* Euro rises above resistance at $1.35, highest since Nov. 2011
* U.S. economy unexpectedly contracts in 4th quarter
* Fed maintains near zero interest rates, continues asset purchases
* Yen slides to 2-1/2-year low vs U.S. dollar, more losses in store
By Daniel Bases
NEW YORK, Jan 30 (Reuters) - The U.S. dollar slid to a fresh 14-month low against the euro on Wednesday after the U.S. Federal Reserve kept interest rates near zero and maintained its bond-buying program to spur economic growth.
The Fed’s decision to maintain its $85 billion a month bond-buying program is geared toward boosting the economy and is not likely to stop until the outlook for unemployment improves substantially.
Loose monetary policy gives investors less incentive to buy and hold U.S. dollars, thereby contributing to its weakness.

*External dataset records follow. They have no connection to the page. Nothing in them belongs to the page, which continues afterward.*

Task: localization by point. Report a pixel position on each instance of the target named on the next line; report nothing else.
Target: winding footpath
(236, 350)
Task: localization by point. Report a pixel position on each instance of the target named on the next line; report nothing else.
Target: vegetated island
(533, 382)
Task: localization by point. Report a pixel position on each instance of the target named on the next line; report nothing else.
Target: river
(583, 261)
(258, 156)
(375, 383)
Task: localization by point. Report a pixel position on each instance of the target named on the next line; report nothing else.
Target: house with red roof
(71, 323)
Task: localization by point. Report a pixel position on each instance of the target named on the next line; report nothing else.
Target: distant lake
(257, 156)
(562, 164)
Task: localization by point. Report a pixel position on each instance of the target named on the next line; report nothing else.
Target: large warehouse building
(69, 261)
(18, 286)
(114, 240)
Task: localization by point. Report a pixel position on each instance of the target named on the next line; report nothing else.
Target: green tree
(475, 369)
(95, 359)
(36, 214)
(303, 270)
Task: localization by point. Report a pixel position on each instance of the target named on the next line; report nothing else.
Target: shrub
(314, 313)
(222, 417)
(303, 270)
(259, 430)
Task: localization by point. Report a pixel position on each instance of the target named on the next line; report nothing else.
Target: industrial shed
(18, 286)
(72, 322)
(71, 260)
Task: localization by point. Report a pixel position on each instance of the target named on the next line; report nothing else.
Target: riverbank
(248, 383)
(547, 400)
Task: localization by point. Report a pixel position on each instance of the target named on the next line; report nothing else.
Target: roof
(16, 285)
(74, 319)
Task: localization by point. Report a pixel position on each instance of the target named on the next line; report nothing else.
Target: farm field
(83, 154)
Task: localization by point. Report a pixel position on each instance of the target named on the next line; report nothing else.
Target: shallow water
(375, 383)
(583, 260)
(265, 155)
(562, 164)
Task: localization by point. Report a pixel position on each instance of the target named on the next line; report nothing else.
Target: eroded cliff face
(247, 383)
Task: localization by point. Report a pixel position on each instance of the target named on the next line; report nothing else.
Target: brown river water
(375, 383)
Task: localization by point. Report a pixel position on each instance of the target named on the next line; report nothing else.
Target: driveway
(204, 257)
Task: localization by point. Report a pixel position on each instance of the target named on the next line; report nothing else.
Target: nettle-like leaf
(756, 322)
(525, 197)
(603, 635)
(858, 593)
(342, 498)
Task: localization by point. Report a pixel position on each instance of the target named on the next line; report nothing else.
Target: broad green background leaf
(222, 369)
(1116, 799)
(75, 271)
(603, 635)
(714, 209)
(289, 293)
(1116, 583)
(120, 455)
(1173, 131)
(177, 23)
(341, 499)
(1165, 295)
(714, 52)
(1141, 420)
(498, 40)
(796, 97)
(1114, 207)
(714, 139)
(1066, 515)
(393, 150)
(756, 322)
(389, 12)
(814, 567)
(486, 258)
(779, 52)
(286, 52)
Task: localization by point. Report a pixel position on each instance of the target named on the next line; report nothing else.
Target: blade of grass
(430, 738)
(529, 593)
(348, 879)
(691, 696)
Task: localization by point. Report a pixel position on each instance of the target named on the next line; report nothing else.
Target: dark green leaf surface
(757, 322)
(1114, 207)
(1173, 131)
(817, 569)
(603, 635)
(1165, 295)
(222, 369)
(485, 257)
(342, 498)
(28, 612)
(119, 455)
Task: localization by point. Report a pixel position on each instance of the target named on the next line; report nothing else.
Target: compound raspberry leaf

“This was broadly in line with expectations,” said Michael Woolfolk, senior currency strategist at BNY Mellon in New York.
“So the mood of the market has not changed much at all. And certainly after the U.S. data this morning, particularly the GDP report, we can expect the Fed to continue with their very accommodative monetary policy, and that’s negative for the dollar,” he said.
The euro spiked to a fresh high of $1.3587, a gain of roughly 0.70 percent, according to Reuters data. The euro zone currency was already stronger against the greenback after the U.S. Commerce Department earlier reported an unexpected 0.1 percent contraction in U.S. fourth quarter economic activity,
The weakness in the U.S. economy, while likely short-lived, say economists, contrasted against an improving economic outlook in the euro zone. It was the first time the U.S. economy shrank since the 2007-09 recession.
The euro broke above key resistance at $1.35 and traders said the rally has further to go after recent positive news on the German economy and Europe’s banks.
Further upside targets for the euro are at $1.3640, the high in mid-November, 2011, and $1.3833-35, the 61.8 percent retracement of the move down from May 2011 to July 2012, which also coincides with the July 2011 low.
Euro zone data showed the region’s economic sentiment rose for the third month in a row, while European Central Bank policymaker Ewald Nowotny said the recovery was seeping into the real economy.
The dollar traded at 91.19 yen, a rise of 0.51 percent on the day. It earlier touched a 2-1/2-year high at 91.40 yen according to Reuters data. Traders reported an option barrier at 91.50 yen, which could cap gains in the near term.
Selling the yen has been mostly a one-way bet since mid-November, based on expectations that Japanese Prime Minister Shinzo Abe would push the BOJ into more aggressive monetary easing to beat deflation.
“We have a forecast of 95 yen for this quarter but even that could be exceeded given the pace of the current moves,” said Ian Stannard, head of European FX strategy at Morgan Stanley.
A separate report Wednesday showed U.S. private employers added 192,000 jobs in January, more than economists were expecting, in a sign of growth in the labor market. The data comes two days ahead of the all-important government nonfarm payrolls report.